As far as mental health professionals can ascertain, schizophrenia is an equal-opportunity disease. It is recorded in all nations, at all income levels, and in virtually every culture around the globe.
The World Health Organization estimates that while 24 million people throughout the world suffer from schizophrenia, less than 50 percent of this population receives appropriate treatment. The situation for those in developing countries is worse: 90 percent of those with schizophrenia remain untreated.
Not surprisingly, throughout the world there are still many differences in treatment. In some places, treatment involves psychotherapy, medication, and a host of training and support programs. In others, it may mean a “one size fits all” drug or institutionalization. One thing is consistent, however. When it comes to treatment, those with the financial means have access to the best available treatment.
“There is no better time in the history of humanity for someone to suffer from a mental illness than now,” says Jeffrey A. Lieberman, MD, chairman, Department of Psychiatry, College of Physicians and Surgeons, Columbia University and director of the New York State Psychiatric Institute. “The quality of care is better and more extensive and our knowledge is greater than ever before and increasingly getting better.” However, Lieberman points out that while the United States has plenty of evidence as to how treatment works, treatment is not universally and uniformly available. “Our problem is not a lack of knowledge, but the delivery system,” he says. “If we organized and resourced our delivery system better, we could have a huge impact, but we need to have the social will to provide optimal care and services.”
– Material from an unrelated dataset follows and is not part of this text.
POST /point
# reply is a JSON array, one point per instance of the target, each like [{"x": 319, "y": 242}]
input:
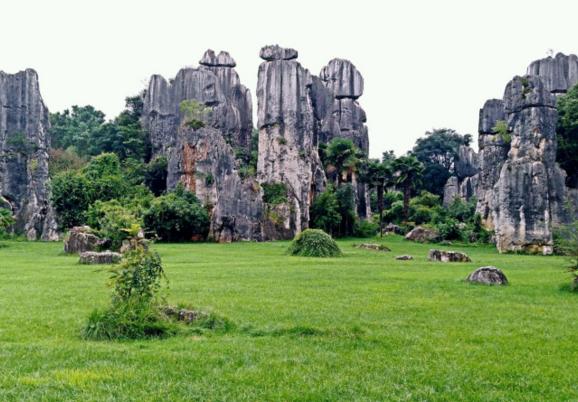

“In the developing world, the proper medicines are very difficult to get because of the cost,” says Diane Froggatt, secretary and development officer for the Toronto-based World Fellowship for Schizophrenia and Allied Disorders. Generally, individuals living in rural areas don’t get good health care, let alone good mental health care. Finding quality treatment is made even more difficult when there is a war, famine, or other travails.
In Peru, Froggatt continues, half the population lives in poverty; those with serious mental illnesses receive little in the way of treatment or medication. “Their families look after them as best they can, but they are cared for in a very basic way and are often locked up,” she notes. “However, for those with financial resources, there are private services available.”
And those services can be excellent. “I have colleagues in Peru who are very knowledgeable, very au courant psychiatrists. These doctors periodically send their patients to the United States for second opinions,” says Lieberman. “In the private sector one can have access to state-of-the-art care if he can afford it.”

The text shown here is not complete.